O, cold continued crime! Bad man, bad man, thy mother's own hand-writing shall plead against thee at the last dread day. For those coveted letters of affection, often sent on both those loving parts, had been regularly and ruthlessly intercepted, opened, mocked, and burnt! How could the man have stood case-proof against those letters—his mother's anxious outbursts of affection towards a lost, an innocent, a calumniated sister? For selfishness had dried up in that hard and wily man all the milk of human kindness.

And our loving pair, upon their travels, were as much hurt and surprised at this long silence as poor Lady Dillaway herself: it was most mysterious, inexplicable. The only letter they had received ever since they had left home was one—only one, from John, which had frightened them exceedingly. Some practical joker (the bridesmaid's brother was suspected), by way of giving Maria a present on her approaching wedding, as it would seem, had cleverly imitated her father's hand-writing, and—that letter was a forgery! to every body's great amazement. Nobody could, according to his own account, be kinder than John, who had done more than mortal things to appease his father; but the old man remained implacable. It was a meanly-contrived clandestine match, he said; and he never intended to set eyes on them again! As for John, he in that letter had strongly counselled them to keep away, and trust to him for bringing his father round. In the midst of their terrible dilemma, kind brother John seemed as an angel sent by Heaven to assist them.

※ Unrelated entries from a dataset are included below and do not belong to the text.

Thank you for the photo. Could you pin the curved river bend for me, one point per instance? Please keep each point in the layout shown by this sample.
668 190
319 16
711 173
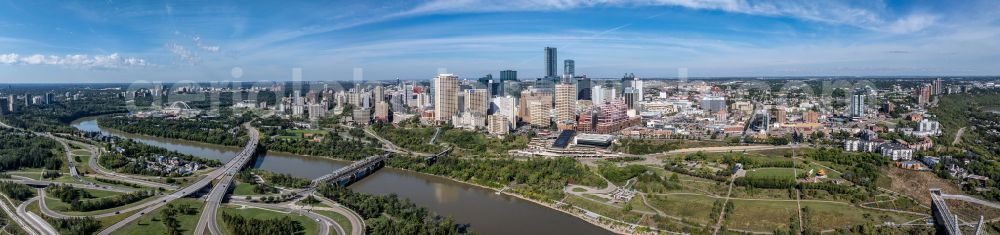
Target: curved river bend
487 212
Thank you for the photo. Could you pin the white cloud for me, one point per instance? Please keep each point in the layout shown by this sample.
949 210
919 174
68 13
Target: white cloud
830 12
80 61
183 53
202 46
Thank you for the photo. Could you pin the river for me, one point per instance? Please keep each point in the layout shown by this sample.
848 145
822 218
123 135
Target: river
485 211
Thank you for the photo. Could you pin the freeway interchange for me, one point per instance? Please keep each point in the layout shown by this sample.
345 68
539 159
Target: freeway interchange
221 179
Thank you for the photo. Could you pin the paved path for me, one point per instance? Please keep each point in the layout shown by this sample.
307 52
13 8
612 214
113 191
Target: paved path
323 221
958 136
215 197
357 223
36 222
229 168
16 216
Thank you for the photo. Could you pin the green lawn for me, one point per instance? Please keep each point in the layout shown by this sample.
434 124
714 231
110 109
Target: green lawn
152 223
337 217
57 205
761 215
693 208
771 172
309 225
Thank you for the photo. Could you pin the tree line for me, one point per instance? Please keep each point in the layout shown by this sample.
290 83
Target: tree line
392 215
541 178
238 224
25 149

Dear children of affection and calamity! how innocently did they walk into the snare; and how closely doth the wicked man draw his toils around them. Who can accuse them of any wrong (the hopefulness of love considered) in point either of honour or duty? And shall they not be righted at the last? It may be so—it shall be so: but Holy Providence hath purposes of good in plunging those twin wedded hearts deep beneath the billows of earthly destitution. The wicked must prosper for a while, in this as in a million other cases, and the good for their season struggle with adversity; that the one may be destroyed for ever, and the others may add to this world's wealth the incalculable riches of another.

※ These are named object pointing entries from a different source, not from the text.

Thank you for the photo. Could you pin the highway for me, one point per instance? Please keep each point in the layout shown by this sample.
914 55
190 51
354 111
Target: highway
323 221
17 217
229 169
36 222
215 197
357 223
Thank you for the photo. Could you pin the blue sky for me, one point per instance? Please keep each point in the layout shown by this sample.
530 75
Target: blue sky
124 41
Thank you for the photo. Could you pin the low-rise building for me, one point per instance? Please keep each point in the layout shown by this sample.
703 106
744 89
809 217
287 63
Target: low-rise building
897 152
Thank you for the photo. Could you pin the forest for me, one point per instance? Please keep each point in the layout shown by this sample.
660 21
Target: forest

They had spent the few first weeks of marriage among the pleasant lakes and hills of Westmoreland and Cumberland, wandering together, in delightful interchange of thought, from glen to glen, from tairn to tairn, all about Ambleside, Helvellyn, and Lodore, Ullswater, Saddleback, and Schiddaw. Maria's ever-flickering smile seemed to throw a sun-beam over the darkest moor, even in those darkest hours of doubt, heart-sickening anxiety, and grief at the neglect which they experienced; while Henry's well-informed good sense not only availed to cheer the sad Maria, but made every rock a point of interest, and showed every little flower a miracle of wisdom. There were hundreds of extemporaneous "lover's seats," where they had "rested, to be thankful" for the past, joyful for the present, and hopeful for the future; and every ramble that they took might deservedly take the name, style, and title of a "lover's walk!" Happy times—happy times! but still there might be happier; yes, and happiest, too, they seemed to whisper, if ever they should have a merry little nursery of prattling boys and girls! But I am not so entirely in the confidence of those young folks as to be certain about what they seemed to whisper: in that pretty prattling sentence were they not getting a little beyond the honey-moon? Yes—yes, young Hymen is too full of new-found pleasure to heed those holier joys of calm old marriage; for wedded love is as a coil of line, lengthening with the lapse of years, fitted and intended, day after day, to be continually sounding a lower and a lower deep in the ocean of happiness.